There is a word people throw around in dog circles—responsible breeder—and it gets worn thin until it means almost nothing. To me it means something plain and heavy: you are responsible for the lives you bring into the world. Not until they leave your driveway. Not until the deposit hits your account. For the life. You accept that the creature did not ask to be born, and you owe them structure, health, honesty, and a plan that does not end at “sold.”
That is the difference between a responsible breeder and all the other kinds—the mills, the volume kennels, the backyard litters bred because “she’s pretty” or “he’s got papers,” the people who treat puppies like inventory that self-disposes once the buyer drives away. I am not here to perform a sermon on them. You already know the smell of a bad operation if you have been near one. I am here to say what yes looks like when you take the weight seriously: you breed with intention, you socialize with discipline, you tell the truth about each pup’s temperament, and when the world does not hand you the fairy-tale placement you prayed for, you still show up for the dogs in front of you.
The Brooklyn 99 litter was born in that spirit.
I had hoped—truly hoped—that there were disabled veterans out there in need of these puppies. Not as accessories. Not as symbols. As partners: reasons to stand up, bodies to train toward mobility work, steady presences for humans who have already given more than most of us will ever understand. I reached out across Texas, hundreds of contacts, posts, legion halls, word of mouth, every thread I could pull without turning human pain into marketing. I wanted a home where a dog could change mornings.
We had one interested party. One. And the spouse did not want a dog—for any reason. I do not write that to shame anyone. Marriage is its own battlefield, and “no” can be final in a way that has nothing to do with whether the veteran still needs a partner. I honor the no. I also will not pretend it did not hurt, because I was holding six futures in my hands and the door closed anyway.
Now we are at the end of a window that does not negotiate.
If you are breeding puppies for service work, there is a season when they must be separated from the litter—before twelve weeks—or a bond forms that is so deep, so adhesive, that their ability to work alone with a single handler can simply vanish. Not because they are bad dogs. Because they learned, at the most plastic moment of their lives, that their primary allegiance is the pack at their shoulder, not the human who will one day need them to think independently in a grocery store, a parking lot, a hospital hallway. I have watched this truth play out across decades. The calendar is not cruel; it is biology.

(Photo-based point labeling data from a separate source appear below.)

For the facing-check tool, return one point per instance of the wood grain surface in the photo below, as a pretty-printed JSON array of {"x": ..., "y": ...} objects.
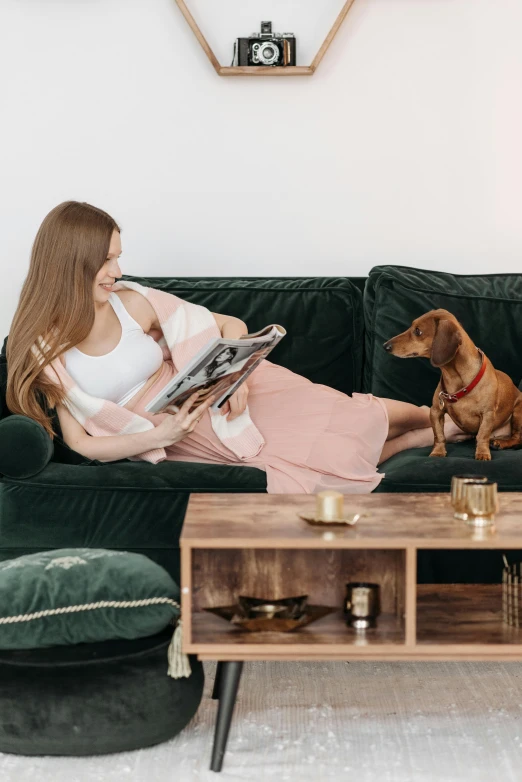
[
  {"x": 219, "y": 576},
  {"x": 419, "y": 520}
]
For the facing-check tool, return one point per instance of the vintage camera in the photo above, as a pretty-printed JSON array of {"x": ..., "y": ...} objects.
[{"x": 265, "y": 48}]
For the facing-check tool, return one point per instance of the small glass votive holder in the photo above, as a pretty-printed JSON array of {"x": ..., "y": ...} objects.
[
  {"x": 458, "y": 482},
  {"x": 362, "y": 604},
  {"x": 480, "y": 503}
]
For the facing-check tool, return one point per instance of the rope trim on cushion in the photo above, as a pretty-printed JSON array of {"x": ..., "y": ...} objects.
[{"x": 89, "y": 607}]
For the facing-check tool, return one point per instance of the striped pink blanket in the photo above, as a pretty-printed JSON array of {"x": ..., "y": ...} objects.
[{"x": 186, "y": 329}]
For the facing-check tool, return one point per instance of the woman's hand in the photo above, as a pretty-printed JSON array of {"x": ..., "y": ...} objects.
[
  {"x": 237, "y": 403},
  {"x": 181, "y": 422}
]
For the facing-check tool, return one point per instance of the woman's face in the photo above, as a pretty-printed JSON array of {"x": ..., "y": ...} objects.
[{"x": 109, "y": 272}]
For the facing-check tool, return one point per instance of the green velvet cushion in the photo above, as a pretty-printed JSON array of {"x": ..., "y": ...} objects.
[
  {"x": 132, "y": 506},
  {"x": 488, "y": 306},
  {"x": 81, "y": 595},
  {"x": 25, "y": 447},
  {"x": 96, "y": 698}
]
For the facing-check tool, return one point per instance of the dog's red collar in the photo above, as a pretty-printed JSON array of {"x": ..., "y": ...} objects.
[{"x": 443, "y": 395}]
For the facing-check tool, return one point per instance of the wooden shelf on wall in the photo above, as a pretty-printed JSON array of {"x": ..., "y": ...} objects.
[{"x": 298, "y": 70}]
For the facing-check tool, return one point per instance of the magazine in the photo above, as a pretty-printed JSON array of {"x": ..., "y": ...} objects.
[{"x": 219, "y": 368}]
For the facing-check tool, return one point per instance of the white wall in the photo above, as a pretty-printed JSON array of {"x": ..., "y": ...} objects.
[{"x": 404, "y": 147}]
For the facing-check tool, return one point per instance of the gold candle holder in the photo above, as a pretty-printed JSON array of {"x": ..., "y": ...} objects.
[
  {"x": 458, "y": 484},
  {"x": 480, "y": 502},
  {"x": 329, "y": 505}
]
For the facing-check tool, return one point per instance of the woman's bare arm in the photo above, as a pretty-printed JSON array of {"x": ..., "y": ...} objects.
[{"x": 108, "y": 448}]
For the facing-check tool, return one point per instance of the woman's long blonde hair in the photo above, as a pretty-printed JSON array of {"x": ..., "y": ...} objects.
[{"x": 56, "y": 303}]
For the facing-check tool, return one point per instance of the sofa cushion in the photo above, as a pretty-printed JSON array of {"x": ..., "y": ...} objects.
[
  {"x": 25, "y": 447},
  {"x": 415, "y": 471},
  {"x": 488, "y": 306},
  {"x": 124, "y": 505},
  {"x": 83, "y": 595}
]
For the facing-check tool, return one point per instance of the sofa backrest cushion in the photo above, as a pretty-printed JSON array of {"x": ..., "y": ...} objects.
[
  {"x": 322, "y": 315},
  {"x": 489, "y": 307}
]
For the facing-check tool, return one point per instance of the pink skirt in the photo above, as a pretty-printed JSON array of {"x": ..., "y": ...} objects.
[{"x": 316, "y": 438}]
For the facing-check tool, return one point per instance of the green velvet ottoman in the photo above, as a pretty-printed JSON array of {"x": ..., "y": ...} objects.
[{"x": 94, "y": 698}]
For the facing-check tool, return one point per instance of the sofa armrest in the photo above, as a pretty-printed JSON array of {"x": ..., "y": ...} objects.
[{"x": 25, "y": 447}]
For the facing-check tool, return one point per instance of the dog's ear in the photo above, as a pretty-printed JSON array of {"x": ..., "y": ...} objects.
[{"x": 445, "y": 343}]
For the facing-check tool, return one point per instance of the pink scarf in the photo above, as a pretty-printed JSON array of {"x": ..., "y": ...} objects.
[{"x": 186, "y": 329}]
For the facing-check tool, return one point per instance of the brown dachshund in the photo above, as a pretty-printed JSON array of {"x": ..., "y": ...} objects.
[{"x": 478, "y": 397}]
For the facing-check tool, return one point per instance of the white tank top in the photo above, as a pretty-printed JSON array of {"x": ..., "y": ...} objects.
[{"x": 120, "y": 374}]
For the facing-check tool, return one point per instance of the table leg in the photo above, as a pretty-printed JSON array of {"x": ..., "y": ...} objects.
[
  {"x": 228, "y": 686},
  {"x": 217, "y": 681}
]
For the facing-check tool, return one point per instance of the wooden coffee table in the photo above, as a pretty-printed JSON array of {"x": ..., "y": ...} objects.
[{"x": 256, "y": 545}]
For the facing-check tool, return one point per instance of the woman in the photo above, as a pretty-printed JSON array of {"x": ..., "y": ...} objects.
[{"x": 315, "y": 437}]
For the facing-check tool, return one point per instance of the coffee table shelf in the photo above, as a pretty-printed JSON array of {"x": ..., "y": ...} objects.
[
  {"x": 256, "y": 545},
  {"x": 463, "y": 614},
  {"x": 213, "y": 633}
]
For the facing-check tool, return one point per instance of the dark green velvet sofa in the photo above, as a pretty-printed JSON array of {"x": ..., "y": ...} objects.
[{"x": 52, "y": 497}]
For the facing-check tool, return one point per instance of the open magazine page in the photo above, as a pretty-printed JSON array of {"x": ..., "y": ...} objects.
[{"x": 216, "y": 369}]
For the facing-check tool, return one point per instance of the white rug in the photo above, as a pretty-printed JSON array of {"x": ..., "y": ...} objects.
[{"x": 362, "y": 721}]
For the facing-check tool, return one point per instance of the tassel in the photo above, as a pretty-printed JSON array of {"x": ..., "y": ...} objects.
[{"x": 179, "y": 665}]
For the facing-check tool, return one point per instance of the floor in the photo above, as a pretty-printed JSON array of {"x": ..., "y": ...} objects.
[{"x": 363, "y": 721}]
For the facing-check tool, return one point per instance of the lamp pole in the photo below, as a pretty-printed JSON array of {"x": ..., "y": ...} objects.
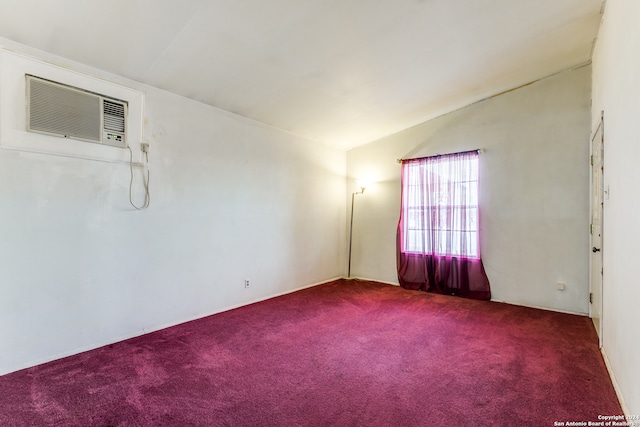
[{"x": 353, "y": 197}]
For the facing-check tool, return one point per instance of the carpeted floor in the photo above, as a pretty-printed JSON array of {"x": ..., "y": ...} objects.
[{"x": 346, "y": 353}]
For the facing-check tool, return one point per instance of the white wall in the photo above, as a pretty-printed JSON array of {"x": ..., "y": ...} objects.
[
  {"x": 616, "y": 90},
  {"x": 230, "y": 198},
  {"x": 534, "y": 188}
]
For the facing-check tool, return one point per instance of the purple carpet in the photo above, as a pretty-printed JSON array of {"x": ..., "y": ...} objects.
[{"x": 346, "y": 353}]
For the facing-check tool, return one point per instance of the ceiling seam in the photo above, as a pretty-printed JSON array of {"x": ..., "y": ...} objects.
[{"x": 173, "y": 41}]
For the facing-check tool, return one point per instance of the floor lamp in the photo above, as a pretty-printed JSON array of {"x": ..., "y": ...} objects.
[{"x": 363, "y": 187}]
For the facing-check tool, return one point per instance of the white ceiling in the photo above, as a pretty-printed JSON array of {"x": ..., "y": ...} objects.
[{"x": 343, "y": 72}]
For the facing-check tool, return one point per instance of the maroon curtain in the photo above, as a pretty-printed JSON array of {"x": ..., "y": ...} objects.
[{"x": 438, "y": 248}]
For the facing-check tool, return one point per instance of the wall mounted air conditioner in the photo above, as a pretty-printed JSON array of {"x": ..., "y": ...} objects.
[{"x": 70, "y": 112}]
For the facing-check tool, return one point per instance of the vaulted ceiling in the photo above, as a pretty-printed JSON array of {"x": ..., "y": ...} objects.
[{"x": 342, "y": 72}]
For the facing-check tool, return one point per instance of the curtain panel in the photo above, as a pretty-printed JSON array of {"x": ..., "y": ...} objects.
[{"x": 438, "y": 246}]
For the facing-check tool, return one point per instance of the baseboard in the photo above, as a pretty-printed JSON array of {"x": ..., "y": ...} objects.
[
  {"x": 557, "y": 310},
  {"x": 370, "y": 280},
  {"x": 616, "y": 386}
]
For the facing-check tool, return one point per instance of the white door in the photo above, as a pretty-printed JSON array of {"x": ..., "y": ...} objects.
[{"x": 597, "y": 210}]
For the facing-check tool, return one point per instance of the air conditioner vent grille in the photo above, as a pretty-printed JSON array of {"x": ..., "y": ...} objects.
[{"x": 63, "y": 111}]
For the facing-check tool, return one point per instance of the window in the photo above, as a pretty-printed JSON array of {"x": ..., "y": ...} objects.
[{"x": 440, "y": 205}]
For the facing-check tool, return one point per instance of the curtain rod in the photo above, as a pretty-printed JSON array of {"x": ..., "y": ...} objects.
[{"x": 478, "y": 150}]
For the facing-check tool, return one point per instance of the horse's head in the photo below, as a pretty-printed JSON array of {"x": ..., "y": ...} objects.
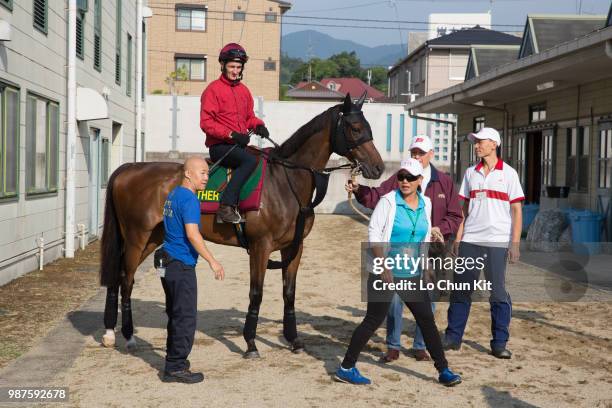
[{"x": 353, "y": 139}]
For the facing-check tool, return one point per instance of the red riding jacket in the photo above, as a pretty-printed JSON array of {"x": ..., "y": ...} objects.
[{"x": 225, "y": 108}]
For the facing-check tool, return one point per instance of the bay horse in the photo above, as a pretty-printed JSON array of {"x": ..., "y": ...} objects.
[{"x": 136, "y": 192}]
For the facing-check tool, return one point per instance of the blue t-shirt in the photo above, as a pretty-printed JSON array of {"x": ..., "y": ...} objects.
[
  {"x": 181, "y": 207},
  {"x": 409, "y": 230}
]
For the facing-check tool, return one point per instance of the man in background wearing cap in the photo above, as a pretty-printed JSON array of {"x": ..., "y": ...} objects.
[
  {"x": 445, "y": 218},
  {"x": 492, "y": 195}
]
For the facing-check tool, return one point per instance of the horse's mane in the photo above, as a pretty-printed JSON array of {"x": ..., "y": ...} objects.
[{"x": 300, "y": 136}]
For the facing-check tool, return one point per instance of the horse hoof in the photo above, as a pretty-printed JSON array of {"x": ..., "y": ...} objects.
[
  {"x": 297, "y": 346},
  {"x": 131, "y": 344},
  {"x": 253, "y": 354},
  {"x": 108, "y": 340}
]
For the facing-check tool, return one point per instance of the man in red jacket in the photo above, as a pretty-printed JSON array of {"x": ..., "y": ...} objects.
[
  {"x": 226, "y": 116},
  {"x": 446, "y": 216}
]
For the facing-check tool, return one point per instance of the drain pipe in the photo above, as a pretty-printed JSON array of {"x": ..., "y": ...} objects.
[
  {"x": 41, "y": 252},
  {"x": 71, "y": 133}
]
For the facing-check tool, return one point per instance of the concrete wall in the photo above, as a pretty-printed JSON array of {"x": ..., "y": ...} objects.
[
  {"x": 260, "y": 39},
  {"x": 36, "y": 63},
  {"x": 282, "y": 119}
]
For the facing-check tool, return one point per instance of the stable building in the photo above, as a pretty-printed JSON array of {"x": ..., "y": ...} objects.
[{"x": 552, "y": 105}]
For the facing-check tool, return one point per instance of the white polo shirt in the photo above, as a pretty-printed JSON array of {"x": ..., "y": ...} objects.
[{"x": 489, "y": 218}]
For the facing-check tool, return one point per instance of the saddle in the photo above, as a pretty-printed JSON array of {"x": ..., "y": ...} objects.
[{"x": 250, "y": 193}]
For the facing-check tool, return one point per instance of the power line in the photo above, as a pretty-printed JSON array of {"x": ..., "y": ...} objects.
[{"x": 336, "y": 18}]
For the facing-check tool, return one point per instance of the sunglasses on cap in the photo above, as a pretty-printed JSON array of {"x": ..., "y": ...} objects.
[{"x": 405, "y": 176}]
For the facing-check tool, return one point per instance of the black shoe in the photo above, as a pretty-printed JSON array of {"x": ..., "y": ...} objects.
[
  {"x": 449, "y": 345},
  {"x": 227, "y": 213},
  {"x": 503, "y": 353},
  {"x": 183, "y": 376}
]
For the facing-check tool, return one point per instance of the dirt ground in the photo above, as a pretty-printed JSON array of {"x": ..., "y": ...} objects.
[
  {"x": 562, "y": 351},
  {"x": 32, "y": 304}
]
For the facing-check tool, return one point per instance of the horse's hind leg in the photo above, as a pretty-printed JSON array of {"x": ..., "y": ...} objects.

We are at the end of that window.
So here is where the Brooklyn 99 story lands, without varnish: none of these puppies, save the one I specifically bred for, will be going to service homes. If I can find solid veteran or police homes where they will be cherished as pets, I will still try—but the odds, as of today, are that they will remain here with me. That is a kind of sad. I will say it out loud so nobody mistakes my pride for denial.
Two of these pups would have made spectacular working dogs. I do not say that because I need the world to admire my breeding program. I say it because I watched them move, think, recover, and commit—and I know what I am looking at. And yet life is much like it is for human beings: there are plenty of people walking around who are amazing at one particular thing, and they spend their years in fields that have nothing to do with that innate gift. Not because they are lazy. Because timing, geography, family, money, health, and plain old chance are not fair.
So I will have six more couch potatoes, as the joke goes in my house—five more, and one very, very amazing service dog. Terry. My pick. The one I bred toward on purpose. I am not complaining when I tell you that. I am super proud of him. I cannot wait to watch what he becomes beside me in the world.
My husband calls the rest my “Potato Chips.” You cannot eat just one. He is not wrong. They are warm, ridiculous, brilliant in their own ways, and they will grow into family members I already love—not failed service dogs, not disappointments, not a litter that “did not work out.” They are dogs who will sleep on my floors, steal my socks, and teach my heart the same lesson this work has always taught me: responsibility does not end when the mission changes.
If you are reading this and you are a breeder—or you are thinking about breeding—ask yourself the hard question before you mate a pair: Am I willing to be responsible for what I create even when the phone stops ringing? If the answer is no, please do not breed. If the answer is yes, then act like it when the placements do not arrive on schedule. The dogs never signed up for your optimism. They signed up for your constancy.
If you are a veteran who needed a dog and could not take one—this is not a rebuke. I see you. I keep raising and giving where I can. This litter simply met a wall that was bigger than my hope, and smaller than my duty.
And if you are one of my Potato Chips, curled somewhere in my house while I type this: you were never a consolation prize. You were always mine to protect once the world said no.
Strength stands watch.
And so do I.
Wendi Coffman-Porter
Real handler, real stories, real dogs.